The cove at Cape Arago was free of fog. There were tide pools but the animals were not as colorful as the ones we saw yesterday. The sea anemones mostly looked like little mud donuts.

We did see one starfish. We also found a chocolate muffin and some birthday candles for our Skype session with grandchild # 4. Today is his birthday. He is six. We talked him and his little brother into blowing out the candles and they both blew so hard that little globules of spit appeared on the camera lens.

The Gold and Silver Falls State Park was a 40 mile drive into the interior. The temperature went up 20 degrees as we left the coast and hit the one-lane winding roads into the park.

Both falls were about a 1/2 mile hike.

Yesterday I got a haircut by a Vietnamese woman about my age.
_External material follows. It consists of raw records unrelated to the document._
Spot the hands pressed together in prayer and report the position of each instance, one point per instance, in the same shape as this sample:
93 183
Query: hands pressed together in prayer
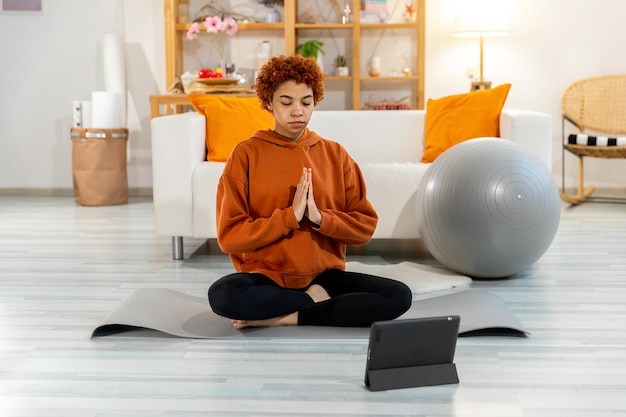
304 201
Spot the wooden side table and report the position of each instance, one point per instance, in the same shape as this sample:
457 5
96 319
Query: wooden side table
166 104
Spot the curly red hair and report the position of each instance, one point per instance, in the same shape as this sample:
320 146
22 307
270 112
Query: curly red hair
280 69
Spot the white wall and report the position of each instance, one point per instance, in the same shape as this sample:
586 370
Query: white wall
48 60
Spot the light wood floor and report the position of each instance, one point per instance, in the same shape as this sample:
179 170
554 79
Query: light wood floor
64 267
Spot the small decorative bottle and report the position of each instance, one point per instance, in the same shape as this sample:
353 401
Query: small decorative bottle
347 14
375 67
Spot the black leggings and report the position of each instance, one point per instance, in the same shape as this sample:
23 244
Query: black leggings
357 300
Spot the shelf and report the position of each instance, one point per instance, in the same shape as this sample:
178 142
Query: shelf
355 38
184 27
387 78
402 25
324 26
335 78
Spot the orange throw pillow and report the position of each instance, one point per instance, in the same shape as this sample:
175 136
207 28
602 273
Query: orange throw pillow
229 120
454 119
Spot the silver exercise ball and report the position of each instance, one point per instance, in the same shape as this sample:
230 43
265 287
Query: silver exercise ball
487 208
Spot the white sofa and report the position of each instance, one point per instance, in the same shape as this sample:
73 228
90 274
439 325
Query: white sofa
388 146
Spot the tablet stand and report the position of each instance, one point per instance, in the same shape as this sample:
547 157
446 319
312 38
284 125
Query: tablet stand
412 376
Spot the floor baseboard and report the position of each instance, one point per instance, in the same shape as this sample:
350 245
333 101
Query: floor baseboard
64 192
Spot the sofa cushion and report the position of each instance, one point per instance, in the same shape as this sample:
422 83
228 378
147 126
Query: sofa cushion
453 119
229 120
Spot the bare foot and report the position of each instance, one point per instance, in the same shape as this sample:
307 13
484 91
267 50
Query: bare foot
317 293
286 320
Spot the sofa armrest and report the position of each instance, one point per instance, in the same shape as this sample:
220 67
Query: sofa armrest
531 129
178 146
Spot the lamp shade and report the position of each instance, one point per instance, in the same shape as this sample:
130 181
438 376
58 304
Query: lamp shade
487 18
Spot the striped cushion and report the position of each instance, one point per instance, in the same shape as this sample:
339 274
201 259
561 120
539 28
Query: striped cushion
582 139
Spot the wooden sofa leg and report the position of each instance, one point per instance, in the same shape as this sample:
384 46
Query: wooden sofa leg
177 247
583 193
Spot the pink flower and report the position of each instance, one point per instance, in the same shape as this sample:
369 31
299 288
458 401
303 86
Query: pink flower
193 31
219 29
213 24
230 26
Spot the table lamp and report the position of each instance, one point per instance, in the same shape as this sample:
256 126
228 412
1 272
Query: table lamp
481 19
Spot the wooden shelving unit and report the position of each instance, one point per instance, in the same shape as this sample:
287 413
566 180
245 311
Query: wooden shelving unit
176 28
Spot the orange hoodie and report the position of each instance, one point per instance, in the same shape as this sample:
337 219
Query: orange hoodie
256 224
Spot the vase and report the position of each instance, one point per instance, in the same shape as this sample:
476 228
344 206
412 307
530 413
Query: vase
223 66
272 16
342 72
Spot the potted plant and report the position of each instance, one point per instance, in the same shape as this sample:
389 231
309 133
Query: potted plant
341 66
312 49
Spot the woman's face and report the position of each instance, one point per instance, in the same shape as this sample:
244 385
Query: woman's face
292 106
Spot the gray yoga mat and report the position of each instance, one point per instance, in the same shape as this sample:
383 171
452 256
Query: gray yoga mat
184 315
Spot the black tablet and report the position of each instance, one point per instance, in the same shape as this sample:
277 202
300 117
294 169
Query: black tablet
412 352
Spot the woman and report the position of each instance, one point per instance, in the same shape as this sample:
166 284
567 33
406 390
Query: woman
288 203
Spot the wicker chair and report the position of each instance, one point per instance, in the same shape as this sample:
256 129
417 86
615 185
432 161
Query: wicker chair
595 106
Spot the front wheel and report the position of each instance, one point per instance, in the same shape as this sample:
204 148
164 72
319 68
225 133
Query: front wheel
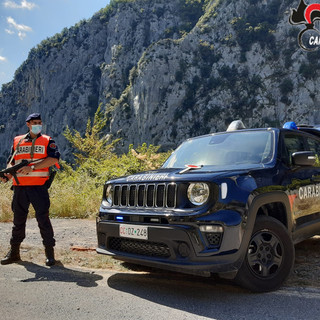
270 256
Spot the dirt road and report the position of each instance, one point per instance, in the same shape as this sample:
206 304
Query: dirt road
76 243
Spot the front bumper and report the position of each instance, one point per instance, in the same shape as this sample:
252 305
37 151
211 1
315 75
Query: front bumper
176 247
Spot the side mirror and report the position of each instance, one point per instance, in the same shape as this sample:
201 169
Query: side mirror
304 158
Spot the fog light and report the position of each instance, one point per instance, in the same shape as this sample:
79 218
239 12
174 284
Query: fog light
211 228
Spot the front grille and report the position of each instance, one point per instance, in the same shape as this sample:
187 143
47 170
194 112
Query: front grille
150 195
139 247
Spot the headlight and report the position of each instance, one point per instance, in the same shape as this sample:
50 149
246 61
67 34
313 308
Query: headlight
198 193
109 194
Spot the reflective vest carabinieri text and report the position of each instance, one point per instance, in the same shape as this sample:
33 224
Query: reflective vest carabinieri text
31 151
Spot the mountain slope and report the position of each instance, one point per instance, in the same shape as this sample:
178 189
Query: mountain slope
165 71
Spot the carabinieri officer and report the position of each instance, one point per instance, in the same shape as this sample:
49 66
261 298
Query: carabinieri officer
32 187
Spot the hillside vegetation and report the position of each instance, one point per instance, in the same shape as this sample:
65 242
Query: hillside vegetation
77 189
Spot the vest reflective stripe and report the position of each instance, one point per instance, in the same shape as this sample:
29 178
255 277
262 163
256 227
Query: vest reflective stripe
36 177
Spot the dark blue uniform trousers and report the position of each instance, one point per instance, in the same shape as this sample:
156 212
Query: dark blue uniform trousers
38 196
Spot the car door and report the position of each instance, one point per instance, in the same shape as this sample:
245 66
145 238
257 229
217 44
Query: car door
303 183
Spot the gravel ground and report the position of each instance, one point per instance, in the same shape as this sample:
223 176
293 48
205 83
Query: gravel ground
68 233
76 243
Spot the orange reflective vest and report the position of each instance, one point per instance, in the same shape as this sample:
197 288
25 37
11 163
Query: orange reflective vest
31 150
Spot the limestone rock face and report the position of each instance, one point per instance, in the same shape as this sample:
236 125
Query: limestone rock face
167 70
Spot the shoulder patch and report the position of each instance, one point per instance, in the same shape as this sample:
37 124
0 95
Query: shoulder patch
52 146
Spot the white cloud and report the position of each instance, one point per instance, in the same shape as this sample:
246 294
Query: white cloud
14 27
23 5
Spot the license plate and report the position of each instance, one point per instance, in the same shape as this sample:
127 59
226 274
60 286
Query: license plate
133 231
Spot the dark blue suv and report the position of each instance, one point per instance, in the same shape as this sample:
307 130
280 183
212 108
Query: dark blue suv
232 203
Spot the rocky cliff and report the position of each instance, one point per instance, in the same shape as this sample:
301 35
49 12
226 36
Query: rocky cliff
167 70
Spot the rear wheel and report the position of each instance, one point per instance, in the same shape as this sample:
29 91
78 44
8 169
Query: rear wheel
270 256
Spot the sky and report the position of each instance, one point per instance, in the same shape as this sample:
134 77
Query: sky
25 23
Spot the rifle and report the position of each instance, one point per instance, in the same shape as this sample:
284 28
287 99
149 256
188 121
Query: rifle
13 170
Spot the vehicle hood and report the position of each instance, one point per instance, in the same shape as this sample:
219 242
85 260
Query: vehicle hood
173 174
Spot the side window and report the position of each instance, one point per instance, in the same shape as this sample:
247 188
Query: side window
293 143
314 145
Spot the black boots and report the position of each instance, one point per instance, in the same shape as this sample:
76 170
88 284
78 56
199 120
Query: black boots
13 255
50 256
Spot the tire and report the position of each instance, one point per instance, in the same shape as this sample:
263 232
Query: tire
269 258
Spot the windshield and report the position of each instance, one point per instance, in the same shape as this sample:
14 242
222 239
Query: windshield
242 149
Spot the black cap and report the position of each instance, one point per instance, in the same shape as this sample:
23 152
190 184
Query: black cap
33 116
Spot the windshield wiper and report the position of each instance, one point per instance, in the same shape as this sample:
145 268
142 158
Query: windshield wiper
190 167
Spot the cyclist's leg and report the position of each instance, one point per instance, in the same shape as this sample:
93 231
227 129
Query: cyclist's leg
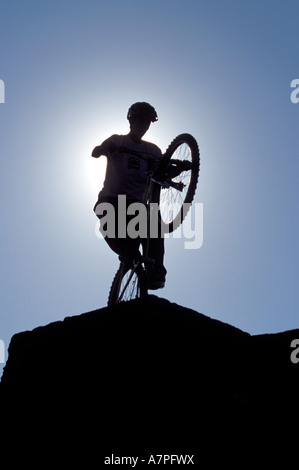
158 272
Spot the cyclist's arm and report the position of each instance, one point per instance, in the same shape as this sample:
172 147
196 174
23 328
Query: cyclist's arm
106 148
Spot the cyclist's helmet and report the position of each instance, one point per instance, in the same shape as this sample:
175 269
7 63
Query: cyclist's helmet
142 109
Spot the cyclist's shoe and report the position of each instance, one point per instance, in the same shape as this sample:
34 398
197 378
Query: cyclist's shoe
154 285
157 279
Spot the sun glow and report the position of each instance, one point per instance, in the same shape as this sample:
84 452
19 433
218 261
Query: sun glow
95 173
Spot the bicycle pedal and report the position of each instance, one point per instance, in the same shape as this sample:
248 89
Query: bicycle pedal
148 261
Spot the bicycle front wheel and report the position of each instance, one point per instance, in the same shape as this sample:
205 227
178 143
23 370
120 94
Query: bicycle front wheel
128 284
175 201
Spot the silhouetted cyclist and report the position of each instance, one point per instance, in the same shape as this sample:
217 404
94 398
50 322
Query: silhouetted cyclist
126 175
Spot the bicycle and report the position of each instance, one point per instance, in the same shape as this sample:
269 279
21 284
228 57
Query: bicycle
172 187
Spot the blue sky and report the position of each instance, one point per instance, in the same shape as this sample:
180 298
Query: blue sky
219 70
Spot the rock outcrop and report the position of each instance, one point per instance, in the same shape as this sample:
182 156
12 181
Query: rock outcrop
150 377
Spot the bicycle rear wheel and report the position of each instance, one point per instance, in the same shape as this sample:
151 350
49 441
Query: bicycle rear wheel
175 201
128 284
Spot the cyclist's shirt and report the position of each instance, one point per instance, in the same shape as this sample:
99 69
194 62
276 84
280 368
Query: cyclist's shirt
126 173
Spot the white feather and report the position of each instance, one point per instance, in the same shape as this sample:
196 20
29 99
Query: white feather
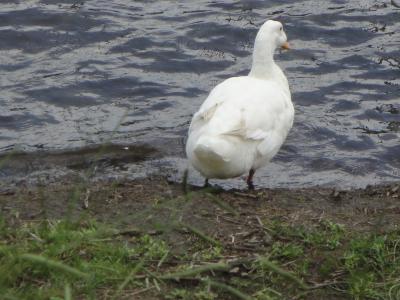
245 120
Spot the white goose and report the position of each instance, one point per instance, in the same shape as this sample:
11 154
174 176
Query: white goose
245 120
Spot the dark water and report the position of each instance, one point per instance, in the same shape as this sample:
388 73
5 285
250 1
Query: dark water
81 73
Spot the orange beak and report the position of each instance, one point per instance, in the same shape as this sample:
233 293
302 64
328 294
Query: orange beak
285 46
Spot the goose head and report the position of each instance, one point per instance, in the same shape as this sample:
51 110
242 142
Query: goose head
272 36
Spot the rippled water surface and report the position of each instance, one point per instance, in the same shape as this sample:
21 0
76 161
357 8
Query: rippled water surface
79 73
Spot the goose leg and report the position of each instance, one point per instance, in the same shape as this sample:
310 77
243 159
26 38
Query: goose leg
206 184
250 179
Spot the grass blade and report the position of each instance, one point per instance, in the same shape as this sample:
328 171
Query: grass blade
52 264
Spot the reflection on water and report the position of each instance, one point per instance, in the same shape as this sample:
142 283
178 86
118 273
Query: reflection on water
79 73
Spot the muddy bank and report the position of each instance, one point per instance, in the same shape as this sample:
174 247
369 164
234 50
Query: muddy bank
155 203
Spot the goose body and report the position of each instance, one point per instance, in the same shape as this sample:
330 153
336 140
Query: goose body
244 121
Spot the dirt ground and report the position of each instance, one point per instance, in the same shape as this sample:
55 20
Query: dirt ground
231 216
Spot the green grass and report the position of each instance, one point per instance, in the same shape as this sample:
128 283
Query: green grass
89 260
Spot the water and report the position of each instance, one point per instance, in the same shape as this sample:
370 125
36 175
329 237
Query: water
82 73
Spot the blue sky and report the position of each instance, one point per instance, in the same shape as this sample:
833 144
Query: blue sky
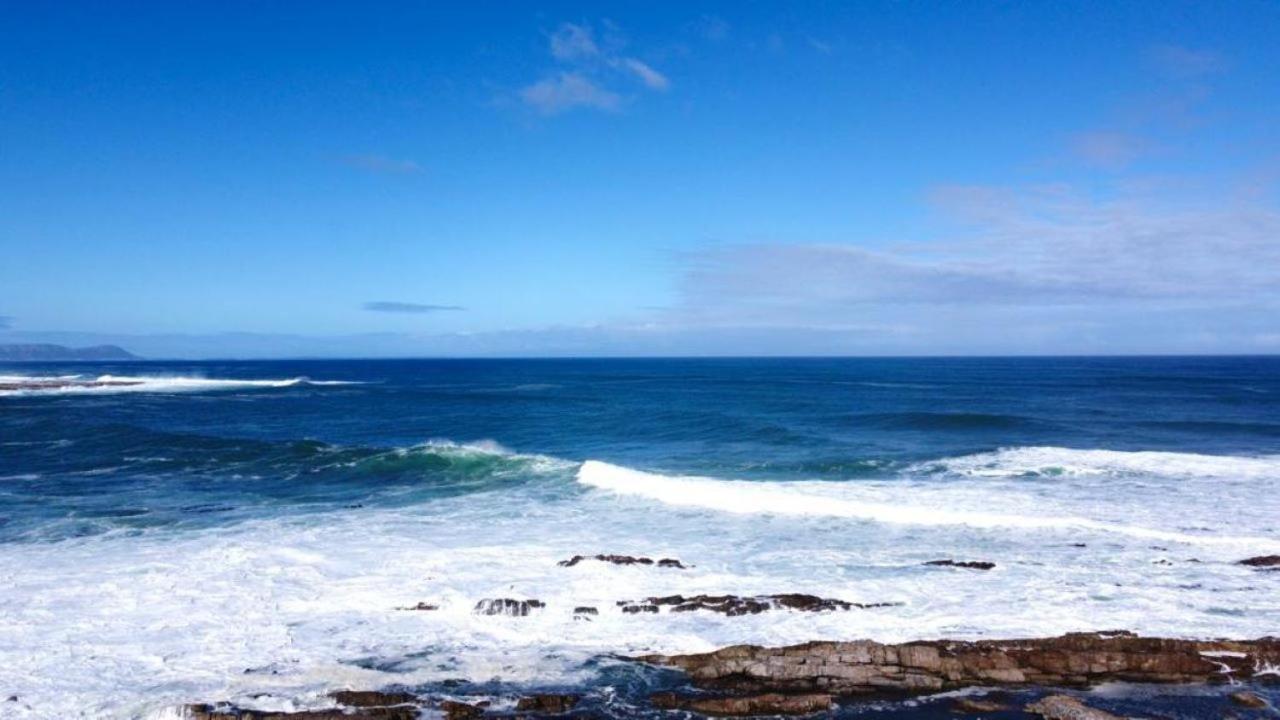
310 178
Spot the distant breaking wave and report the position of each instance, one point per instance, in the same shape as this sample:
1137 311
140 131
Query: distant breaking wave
840 500
110 384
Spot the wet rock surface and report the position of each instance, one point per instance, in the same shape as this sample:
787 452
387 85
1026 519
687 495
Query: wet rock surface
743 706
737 605
508 606
968 565
1066 707
547 703
1073 660
624 560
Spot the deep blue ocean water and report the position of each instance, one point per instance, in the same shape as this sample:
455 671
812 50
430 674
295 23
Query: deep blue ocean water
277 513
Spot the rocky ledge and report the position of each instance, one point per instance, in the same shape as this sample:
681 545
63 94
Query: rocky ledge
865 668
739 605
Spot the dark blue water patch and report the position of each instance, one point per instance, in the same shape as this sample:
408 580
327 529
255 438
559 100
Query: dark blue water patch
95 459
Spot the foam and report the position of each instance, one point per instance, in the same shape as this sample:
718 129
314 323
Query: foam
824 499
1050 461
115 384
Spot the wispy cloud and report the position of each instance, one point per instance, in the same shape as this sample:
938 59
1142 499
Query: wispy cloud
565 91
407 308
382 164
1107 149
1185 63
590 72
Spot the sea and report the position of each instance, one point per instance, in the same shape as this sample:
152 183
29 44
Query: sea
252 532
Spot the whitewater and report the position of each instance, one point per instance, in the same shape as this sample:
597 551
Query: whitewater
201 542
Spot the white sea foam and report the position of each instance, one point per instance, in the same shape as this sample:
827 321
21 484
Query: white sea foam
1048 461
127 625
113 384
846 500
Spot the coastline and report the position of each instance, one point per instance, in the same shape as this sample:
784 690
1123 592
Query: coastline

She told me about her recent five-country, five-week vacation to Asia. She booked the whole thing herself and took her husband. It was strange how many of the same places we had been...Da Nang...Saigon...Qui Nhon...she was a good barber. She didn't like L.A. so she moved to Oregon and met her American husband.

The Gold and Silver Falls State Park would have been hard to find without a GPS...the two falls each require a 1/2 mile hike. Mrs. Phred was ready to strip down to her panties and frolic in the waterfall...

I think our next stop, going North, is Winchester Bay.





Wednesday, 6 November 2019

A Dog Named Pat

Valdez, Alaska – July 9, 2007

On the way to Valdez, we meet a lady in Slana. She is about 75, we guess. Her art is done with bits of elk and moose antlers. Her dogs are all dead and the three log cabin dog houses stand empty. I imagine them chained up in the deep snow and huddled inside on the straw. The rusty chains and straw are still there. A nameplate says that one dog was named Pat. Pat was probably a Husky.

The lady has outlived three husbands and many dogs in this place over a fifty year period. She collects camping fees at the nearby State campground and tries to operate a lodge and RV park by herself. She also operates the Slana Post Office. She makes the beds, mows the lawn, burns the trash and cleans the salmon that she catches in her fish traps. She seems lonely now. Everything is hard. It's a 100 mile trip in to buy gasoline for her generator so she can have electricity.

She no longer has time to sell the art that she makes in the winter since she has no help. We are her only guests. It's a slow summer. She built the lodge with her own hands. There is no Home Depot here, but I see three trailers to haul things in the yard. She talks to strangers like us. Mrs. Phred feels sad for her. I tell Mrs. Phred that there are a million stories here and we can't even change the outcome of our own.

The drive into Valdez is though jagged mountains capped with glaciers that come down to the road. We go fishing for pink salmon and catch eleven that are about four pounds each. We eat one for dinner and freeze the rest. The bay is surrounded by snow-capped mountains. You can see bears in the meadows with binoculars. We see a seal next to the boat catch a salmon for lunch. The fish here are released from a hatchery and have no place to spawn. They just mill around in the bay looking for a stream that doesn’t exist.


We see a purse seine boat catch about 15,000 pounds of salmon in its net. The sea otters and seals on buoys float in front of the oil tankers next to the refinery tanks at the end of the Alaska pipeline.


This morning we will take a water taxi for a two hours ride to kayak under a glacier in the icebergs.